Die Analyse ergab außerdem, dass Gutachter, die um Zitate baten, bei der Ablehnung von Beiträgen häufiger stark richtungsweisende Wörter wie „brauchen“ oder „bitte“ verwendeten. Einige Wissenschaftler weisen jedoch darauf hin, dass solche Begriffe nicht unbedingt einen Zwang darstellen und dass Empfehlungen der Gutachter für Zitate (einschließlich ihrer eigenen Forschung) sinnvolle Vorschläge zur Verbesserung der Qualität der Arbeit sein können.

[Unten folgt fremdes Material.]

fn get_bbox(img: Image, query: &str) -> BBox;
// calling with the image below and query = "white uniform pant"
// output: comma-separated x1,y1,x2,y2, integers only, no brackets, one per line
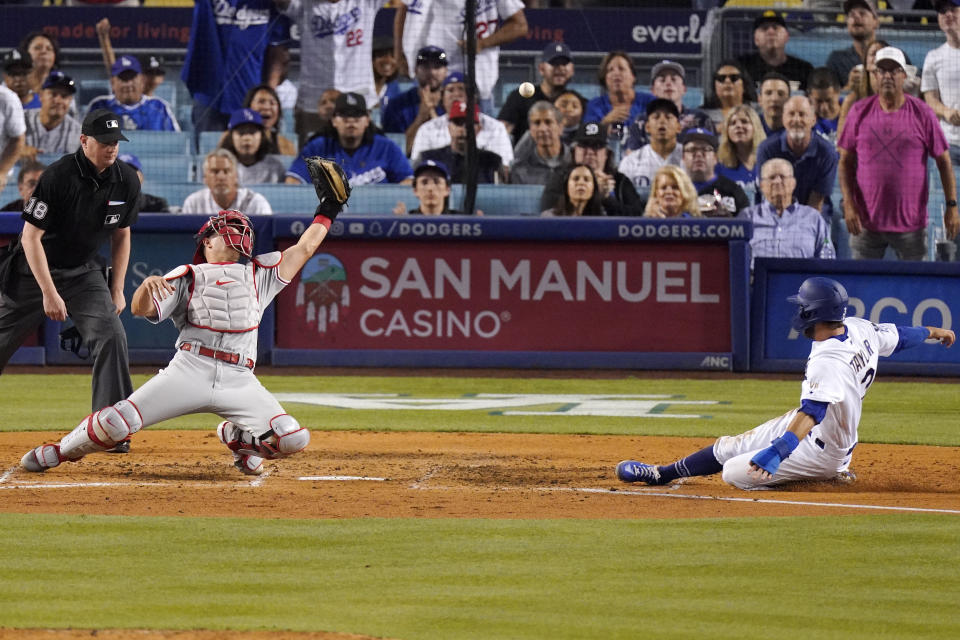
128,351,286,435
713,409,851,489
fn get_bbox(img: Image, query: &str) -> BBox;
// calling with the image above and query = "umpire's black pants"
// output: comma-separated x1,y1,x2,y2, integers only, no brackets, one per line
0,260,133,411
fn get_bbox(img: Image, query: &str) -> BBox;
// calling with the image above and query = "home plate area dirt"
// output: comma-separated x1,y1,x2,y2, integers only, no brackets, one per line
0,430,960,520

Die Studie erkennt an, dass es derzeit unmöglich ist, die Grenze zwischen „unbegründeten Anfragen“ und „berechtigten Vorschlägen“ genau zu unterscheiden. Um dieses Problem zu lösen, schlagen die Forscher vor, dass Gutachter Gründe angeben müssen, wenn sie Zitationsanfragen stellen, und empfehlen die Einführung algorithmischer Hilfstools, um Zeitschriftenherausgebern dabei zu helfen, mögliches obligatorisches Zitierverhalten zu erkennen und zu überprüfen.